Kalypso told her not to worry about her errand. She told the sea nymph that she was going to send her friend the muse to finish the task. Cabeiro tried to protest but the wine had already gotten the best of her. She fell asleep in Kalypso’s chambers.
That silent night the muse Melpomene came down to Minos’ tower. She grabbed a gust of wind and stole Daedalus’ coverlet. He struggled naked for a moment then. He felt cold. He looked all over the room for something to put on. He grabbed his only robe. Once he was a little more awake he looked towards his only window. Melpomene, the muse was dancing. The muse danced faster and faster until her figure became like a wave. The waves became like images. He saw what he thought was a golden eagle soaring into the sky with a white rose in its claws. He did not see the head, just the amazing wingspan from behind. It turns out that the bird was not an eagle but a hawk owl. He also did not see that the rose was shedding petals as the owl ascended. Finally, he did not know that Melpomene, the muse of tragedy, does not inspire by sparking great ideas but by prophesying great disaster. Under that same window, he found the bundle with Hephaestus’ seal. Presented with the tools and the materials, without delay, his artificer’s mind set out to work.
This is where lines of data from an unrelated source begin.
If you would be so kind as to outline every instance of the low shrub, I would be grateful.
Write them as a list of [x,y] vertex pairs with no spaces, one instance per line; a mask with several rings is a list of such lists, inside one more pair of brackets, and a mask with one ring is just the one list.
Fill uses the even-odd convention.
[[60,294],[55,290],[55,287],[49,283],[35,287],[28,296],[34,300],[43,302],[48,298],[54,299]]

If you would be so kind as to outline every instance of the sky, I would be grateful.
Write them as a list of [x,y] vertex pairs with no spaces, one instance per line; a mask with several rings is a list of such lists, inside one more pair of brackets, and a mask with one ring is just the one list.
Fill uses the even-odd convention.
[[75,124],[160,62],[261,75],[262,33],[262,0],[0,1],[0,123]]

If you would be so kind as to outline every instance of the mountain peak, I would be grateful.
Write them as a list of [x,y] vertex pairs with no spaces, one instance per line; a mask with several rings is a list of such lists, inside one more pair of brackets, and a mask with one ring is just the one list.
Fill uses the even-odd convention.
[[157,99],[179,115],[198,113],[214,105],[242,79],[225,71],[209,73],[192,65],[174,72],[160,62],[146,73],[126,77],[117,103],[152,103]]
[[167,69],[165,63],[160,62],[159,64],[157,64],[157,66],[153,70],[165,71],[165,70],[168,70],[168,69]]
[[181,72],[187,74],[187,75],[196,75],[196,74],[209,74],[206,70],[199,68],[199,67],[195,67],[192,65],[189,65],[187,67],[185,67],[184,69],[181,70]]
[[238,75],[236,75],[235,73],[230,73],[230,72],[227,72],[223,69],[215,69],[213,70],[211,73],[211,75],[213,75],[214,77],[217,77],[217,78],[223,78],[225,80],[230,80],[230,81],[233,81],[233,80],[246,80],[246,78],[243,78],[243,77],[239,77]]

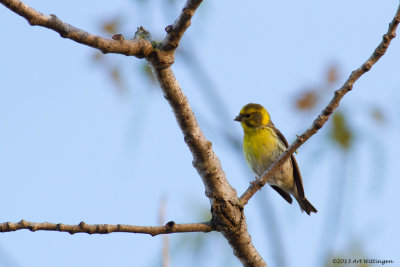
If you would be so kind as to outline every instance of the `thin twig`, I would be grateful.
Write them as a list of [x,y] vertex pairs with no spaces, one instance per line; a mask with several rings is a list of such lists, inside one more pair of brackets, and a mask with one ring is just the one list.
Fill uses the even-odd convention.
[[182,8],[181,14],[175,20],[174,24],[165,27],[167,36],[162,44],[163,50],[174,51],[178,47],[183,34],[187,28],[189,28],[191,19],[201,2],[202,0],[187,0],[185,6]]
[[339,106],[340,101],[346,93],[353,89],[354,83],[385,54],[390,42],[396,37],[397,25],[400,22],[400,5],[397,8],[396,15],[392,22],[389,24],[389,29],[386,34],[383,35],[382,42],[375,49],[374,53],[368,58],[364,64],[358,69],[354,70],[342,87],[335,91],[335,94],[329,104],[322,110],[320,115],[314,120],[310,128],[308,128],[302,135],[298,136],[292,145],[281,154],[278,160],[276,160],[262,175],[262,178],[258,180],[258,183],[253,183],[247,188],[247,190],[240,197],[240,202],[246,205],[249,199],[264,186],[268,178],[274,173],[302,144],[304,144],[311,136],[313,136],[319,129],[324,126],[330,115]]
[[65,23],[56,15],[46,16],[19,0],[0,0],[0,3],[24,17],[32,26],[38,25],[54,30],[63,38],[97,48],[103,53],[118,53],[144,58],[153,51],[151,42],[143,38],[125,40],[122,35],[115,35],[113,39],[106,39]]
[[86,224],[81,222],[77,225],[69,225],[62,223],[34,223],[21,220],[17,223],[5,222],[0,223],[0,232],[14,232],[22,229],[28,229],[32,232],[35,231],[57,231],[67,232],[72,234],[87,233],[87,234],[109,234],[113,232],[135,233],[135,234],[149,234],[156,236],[159,234],[171,233],[187,233],[187,232],[211,232],[214,231],[210,222],[204,223],[185,223],[176,224],[175,222],[168,222],[163,226],[136,226],[126,224]]

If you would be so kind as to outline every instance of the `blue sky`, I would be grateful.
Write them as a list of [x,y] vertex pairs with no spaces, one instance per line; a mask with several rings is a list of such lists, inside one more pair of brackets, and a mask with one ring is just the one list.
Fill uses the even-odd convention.
[[[155,38],[164,35],[164,27],[183,6],[183,1],[176,8],[165,4],[156,8],[161,1],[26,3],[96,34],[101,33],[102,21],[122,14],[126,37],[143,25]],[[173,69],[238,194],[253,177],[215,125],[222,124],[241,138],[233,118],[244,104],[258,102],[293,141],[319,112],[317,108],[299,114],[293,98],[321,83],[331,64],[340,70],[338,88],[381,41],[397,5],[398,1],[361,0],[202,4],[182,45],[195,51],[222,96],[229,118],[222,123],[216,119],[202,84],[182,58],[177,57]],[[93,62],[92,48],[31,27],[4,6],[0,6],[0,25],[1,222],[156,225],[164,196],[167,220],[204,219],[202,212],[208,209],[204,186],[171,108],[160,90],[142,77],[139,59],[106,55],[111,64],[123,66],[128,77],[128,89],[120,94]],[[265,230],[268,223],[261,215],[268,208],[262,206],[264,198],[269,199],[280,225],[287,266],[321,266],[321,240],[334,229],[327,242],[332,242],[335,254],[352,254],[356,247],[368,258],[400,260],[395,238],[400,236],[399,58],[400,42],[395,39],[344,98],[340,108],[352,114],[356,135],[347,161],[329,141],[329,125],[299,149],[296,157],[305,191],[318,214],[301,214],[296,205],[287,205],[267,188],[246,206],[249,231],[270,266],[276,266],[276,258]],[[327,91],[323,103],[331,95]],[[366,116],[369,106],[382,108],[387,123],[373,124]],[[343,196],[332,189],[332,185],[340,188],[335,183],[346,183],[343,194],[347,197],[340,219],[331,225],[336,222],[329,219],[334,218],[331,209]],[[333,198],[327,198],[329,194]],[[223,238],[218,234],[207,238],[207,266],[240,266]],[[171,236],[174,251],[182,240],[182,234]],[[0,265],[157,266],[160,249],[160,237],[24,230],[1,234]],[[195,266],[190,254],[174,253],[173,266]]]

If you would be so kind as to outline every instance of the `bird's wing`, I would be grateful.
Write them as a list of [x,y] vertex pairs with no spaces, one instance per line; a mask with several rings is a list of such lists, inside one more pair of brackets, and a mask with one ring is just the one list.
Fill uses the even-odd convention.
[[[273,124],[272,127],[275,130],[275,133],[278,135],[279,139],[281,139],[281,141],[285,144],[285,147],[288,148],[289,143],[287,142],[286,138],[283,136],[281,131],[279,131]],[[294,157],[293,154],[290,156],[290,160],[292,161],[293,177],[294,177],[294,182],[296,183],[297,193],[300,198],[304,198],[305,196],[304,196],[303,180],[301,179],[300,169],[299,166],[297,165],[296,158]]]
[[279,195],[281,195],[287,202],[292,204],[292,202],[293,202],[292,197],[288,193],[286,193],[285,190],[281,189],[280,187],[278,187],[276,185],[271,185],[271,187],[273,189],[275,189],[275,191],[278,192]]
[[299,165],[297,165],[297,161],[296,161],[296,158],[294,157],[294,155],[290,156],[290,158],[292,160],[293,176],[294,176],[294,181],[295,181],[296,187],[297,187],[297,193],[299,194],[300,198],[305,198],[303,180],[301,179]]

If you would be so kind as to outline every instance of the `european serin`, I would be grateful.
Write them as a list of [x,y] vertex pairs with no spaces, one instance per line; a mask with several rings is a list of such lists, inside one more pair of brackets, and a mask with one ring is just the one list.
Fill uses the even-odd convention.
[[[250,103],[244,106],[235,121],[239,121],[243,127],[243,152],[247,164],[260,178],[289,144],[283,134],[275,128],[268,111],[259,104]],[[267,183],[290,204],[290,195],[293,195],[300,209],[308,215],[317,212],[304,195],[303,182],[294,155],[268,178]]]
 Pausanias was a legal expert in Athens during the time of Socrates. Aristophanes is referring to Pausanias’ speech in the Symposium where he distinguishes between Heavenly Aphrodite, the patron of non-sexual same sex pederastic relationships and Earthly Aphrodite, the patron of lustful desire for the opposite sex.
 Minos was the king of Crete, his wife was Pasiphae. Through a curse of Poseidon she gave birth to the Minotaur whom Minos imprisoned in Daedalus’ labyrinth. Daedalus was imprisoned in the tower so the secret of the labyrinth would be safe.
 Syrinx was a follower of Artemis known among the nymphs for her chastity. She let herself be turned to reeds to avoid Pan’s sexual advances. When Pan found her, he made her into the chambered flute named after her.
 Boreas was one of the Anemoi (winds) in Greek Mythology. Each of the Anemoi controls one direction of the wind and one of the four seasons. Boreas was the northern wind and bringer of cold air.
 Cabeiro was a sea nymph from the island of Lemnos. Hephaestus became involved with her when he was thrown out of Olympus for freeing Hera.
 Hephaestus was given Aphrodite as wife by Zeus. She slept with his brother Ares. Ares was the Greek god of bloodlust and war. He was the son of Zeus and Hera and brother of Hephaestus. Ares had a love affair with Aphrodite, who was Hephaestus’ wife at the time. The sun-god Helios saw them and told Hephaestus. Hephaestus proceeded to create a web to ensnare and humiliate them. After Hephaestus’ plan was executed, Ares was so embarrassed that he left Olympus for Thrace.
 Siderocausa is a mountain in the Chalcidice peninsula. It is rich in gold and silver. Mining of the mountain did not begin until the Byzantine Empire under Constantine I( A.D. 306-337)
 Kalypso was a daughter of Atlas. According to Homer’s The Odyssey she was responsible for keeping Odysseus from reaching home. She offered him immortality in exchange for sexual slavery
 Melpomene was the muse of tragedy
Owls are known as death birds in many cultures.